Niels Nauhauser, Experte für Finanzdienstleistungen der Verbraucherzentrale Baden-Württemberg in Stuttgart, sieht vor allem ein Problem: "Es gibt noch zu wenige Angebote in diesem Bereich." Aus den Beratungen der Verbraucherzentrale wisse er, dass es zwar ein großes Interesse vieler Menschen an entsprechenden Produkten gibt. Die Unternehmen hätten sich darauf aber noch nicht eingestellt.
Diesen Eindruck bestätigt auch Ulf-Uwe Alex, Pressesprecher im Bundesverband Deutscher Versicherungskaufleute (BVK e.V.): „Fairsicherungsangebote sind in der Versicherungsbranche noch weitgehend unbekannt.“ Zudem habe er so seine Zweifel, ob „wo Öko drauf steht auch Öko drin ist“ .
Für reine Geldanlagen gebe es bereits zahlreiche Fonds, die ökologischen oder sozialen Standards genügten, betont Ingo Scheulen, Finanzmakler aus Bad Salzuflen. Bei Versicherungen, beispielsweise Kranken-, Sach- sowie Hausrat- und Autoversicherungen, gebe es vereinzelte Angebote. "Das wird sich in den nächsten zehn Jahren noch entwickeln", hofft Scheulen, der auch Vorsitzender des Netzwerks für nachhaltige Vermögensberatung "oekofinanz 21" ( www.oekofinanz-21.de) ist.

An ökologische Fonds gekoppelt
Verbraucher könnten bei der Suche nach einer "Fairsicherung", aber schon jetzt Aussicht auf Erfolg haben. So gebe es beispielsweise einen Krankenversicherungstarif, der mit einem ökologischen Fonds gekoppelt ist, erläutert Scheulen. Auch in der Altersvorsorge hätten manche Unternehmen ein vergleichsweise breites Angebot entsprechender Produkte aufgelegt.
Mit einem möglichen Vorurteil gegenüber "Fairsicherungen" und grünen Geldanlagen will Niels Nauhauser aufräumen: "Die Rendite muss bei solchen Angeboten nicht niedriger sein", sagt er.
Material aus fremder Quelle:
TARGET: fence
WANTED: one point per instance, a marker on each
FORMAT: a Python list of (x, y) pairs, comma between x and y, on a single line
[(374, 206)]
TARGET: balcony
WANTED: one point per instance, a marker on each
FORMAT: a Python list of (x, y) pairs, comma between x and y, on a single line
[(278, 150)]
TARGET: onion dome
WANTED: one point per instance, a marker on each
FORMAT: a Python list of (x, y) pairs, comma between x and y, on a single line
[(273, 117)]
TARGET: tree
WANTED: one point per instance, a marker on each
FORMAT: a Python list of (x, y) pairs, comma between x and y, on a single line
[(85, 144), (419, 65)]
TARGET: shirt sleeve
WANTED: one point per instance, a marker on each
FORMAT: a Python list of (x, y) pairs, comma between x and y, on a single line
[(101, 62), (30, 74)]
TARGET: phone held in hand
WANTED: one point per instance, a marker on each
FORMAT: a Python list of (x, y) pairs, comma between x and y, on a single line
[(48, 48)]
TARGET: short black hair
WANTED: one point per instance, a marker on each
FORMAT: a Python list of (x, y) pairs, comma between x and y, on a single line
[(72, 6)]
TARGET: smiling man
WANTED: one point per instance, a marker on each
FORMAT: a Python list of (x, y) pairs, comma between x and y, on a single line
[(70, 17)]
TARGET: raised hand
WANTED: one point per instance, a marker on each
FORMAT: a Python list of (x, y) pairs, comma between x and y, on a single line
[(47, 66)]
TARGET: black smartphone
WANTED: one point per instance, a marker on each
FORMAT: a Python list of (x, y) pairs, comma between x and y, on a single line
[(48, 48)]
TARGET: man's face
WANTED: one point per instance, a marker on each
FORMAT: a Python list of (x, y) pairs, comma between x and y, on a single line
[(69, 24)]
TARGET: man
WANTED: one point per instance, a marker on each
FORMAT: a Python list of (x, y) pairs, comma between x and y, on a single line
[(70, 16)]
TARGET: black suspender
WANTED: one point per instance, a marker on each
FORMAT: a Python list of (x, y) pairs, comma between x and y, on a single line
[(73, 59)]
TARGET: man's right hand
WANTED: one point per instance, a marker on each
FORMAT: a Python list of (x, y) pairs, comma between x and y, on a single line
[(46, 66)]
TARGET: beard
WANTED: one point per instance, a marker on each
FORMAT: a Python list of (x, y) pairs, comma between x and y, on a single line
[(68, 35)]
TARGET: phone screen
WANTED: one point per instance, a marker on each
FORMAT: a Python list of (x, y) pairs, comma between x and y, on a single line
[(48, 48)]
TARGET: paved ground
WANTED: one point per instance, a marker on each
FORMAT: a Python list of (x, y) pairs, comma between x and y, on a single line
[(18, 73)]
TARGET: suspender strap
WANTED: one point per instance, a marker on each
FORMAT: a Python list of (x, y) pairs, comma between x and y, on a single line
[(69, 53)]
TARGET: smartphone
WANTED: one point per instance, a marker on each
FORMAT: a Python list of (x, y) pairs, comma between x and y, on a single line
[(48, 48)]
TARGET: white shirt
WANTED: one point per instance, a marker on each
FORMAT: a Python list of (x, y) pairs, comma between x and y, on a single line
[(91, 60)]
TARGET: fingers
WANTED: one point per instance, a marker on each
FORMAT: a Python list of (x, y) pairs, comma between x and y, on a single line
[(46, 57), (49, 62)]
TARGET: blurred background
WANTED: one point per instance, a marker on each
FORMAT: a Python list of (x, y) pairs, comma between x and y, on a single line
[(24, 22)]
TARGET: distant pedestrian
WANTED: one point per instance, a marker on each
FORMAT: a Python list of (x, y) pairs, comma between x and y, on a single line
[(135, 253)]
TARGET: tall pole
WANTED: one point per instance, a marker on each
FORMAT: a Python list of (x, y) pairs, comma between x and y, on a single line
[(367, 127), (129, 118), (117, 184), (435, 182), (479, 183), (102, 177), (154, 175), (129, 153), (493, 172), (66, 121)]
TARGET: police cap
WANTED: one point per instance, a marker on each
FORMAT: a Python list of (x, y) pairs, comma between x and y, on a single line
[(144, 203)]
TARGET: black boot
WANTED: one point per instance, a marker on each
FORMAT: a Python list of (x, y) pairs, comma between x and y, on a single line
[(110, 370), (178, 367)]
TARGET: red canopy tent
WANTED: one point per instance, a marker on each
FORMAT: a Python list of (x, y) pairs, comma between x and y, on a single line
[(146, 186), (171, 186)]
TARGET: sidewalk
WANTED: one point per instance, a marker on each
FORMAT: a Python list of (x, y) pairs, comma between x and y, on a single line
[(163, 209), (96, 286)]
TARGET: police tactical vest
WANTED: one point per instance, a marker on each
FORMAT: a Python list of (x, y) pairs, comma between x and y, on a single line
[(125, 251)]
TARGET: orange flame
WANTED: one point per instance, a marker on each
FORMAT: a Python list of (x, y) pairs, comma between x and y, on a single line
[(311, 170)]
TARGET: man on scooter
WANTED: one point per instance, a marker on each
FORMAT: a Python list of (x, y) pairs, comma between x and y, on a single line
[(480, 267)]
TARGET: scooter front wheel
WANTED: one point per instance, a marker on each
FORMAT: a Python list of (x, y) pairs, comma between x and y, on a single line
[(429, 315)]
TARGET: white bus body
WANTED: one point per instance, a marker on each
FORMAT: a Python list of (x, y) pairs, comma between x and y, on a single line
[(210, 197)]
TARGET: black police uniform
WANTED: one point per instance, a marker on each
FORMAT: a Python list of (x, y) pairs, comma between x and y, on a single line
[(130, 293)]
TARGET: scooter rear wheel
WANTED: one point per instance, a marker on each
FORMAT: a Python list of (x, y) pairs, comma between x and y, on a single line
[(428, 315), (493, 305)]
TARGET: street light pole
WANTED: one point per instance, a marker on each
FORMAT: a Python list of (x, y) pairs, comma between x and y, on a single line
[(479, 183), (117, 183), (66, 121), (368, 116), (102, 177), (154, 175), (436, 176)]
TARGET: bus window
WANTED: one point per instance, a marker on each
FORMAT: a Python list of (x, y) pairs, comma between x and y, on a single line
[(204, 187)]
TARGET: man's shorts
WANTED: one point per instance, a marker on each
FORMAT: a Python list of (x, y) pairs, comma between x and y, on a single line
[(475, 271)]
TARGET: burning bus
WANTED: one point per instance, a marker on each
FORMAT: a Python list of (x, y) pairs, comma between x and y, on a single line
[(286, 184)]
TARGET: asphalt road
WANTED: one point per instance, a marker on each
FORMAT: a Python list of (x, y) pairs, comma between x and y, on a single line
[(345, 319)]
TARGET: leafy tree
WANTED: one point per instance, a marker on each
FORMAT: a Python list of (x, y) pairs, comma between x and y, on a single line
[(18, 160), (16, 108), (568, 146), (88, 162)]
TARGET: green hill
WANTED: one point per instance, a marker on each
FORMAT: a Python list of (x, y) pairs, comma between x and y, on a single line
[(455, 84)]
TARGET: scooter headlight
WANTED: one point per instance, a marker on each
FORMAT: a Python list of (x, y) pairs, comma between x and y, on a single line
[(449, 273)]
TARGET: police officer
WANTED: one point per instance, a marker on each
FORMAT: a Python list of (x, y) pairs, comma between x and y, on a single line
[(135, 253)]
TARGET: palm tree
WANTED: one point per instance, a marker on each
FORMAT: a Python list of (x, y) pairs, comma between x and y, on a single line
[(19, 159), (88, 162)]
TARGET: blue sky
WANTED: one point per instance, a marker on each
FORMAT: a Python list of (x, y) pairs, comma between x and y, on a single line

Das bestätigt auch ein Vergleich der Zeitschrift „Finanztest“ (Ausgabe 2/2007), bei dem grüne Geldanlagen unter die Lupe genommen wurden. Ethisch-ökologische Fonds wie der Activest EcoTech C, ÖkoVision (ÖkoRenta) oder Green Effects NAI-Werte hätten über einen Zeitraum von fünf Jahren Renditen zwischen fünf und sechs Prozent pro Jahr erzielt. Allerdings sei der Anteil der guten Angebote bei Öko-Fonds geringer als bei herkömmlichen, heißt es.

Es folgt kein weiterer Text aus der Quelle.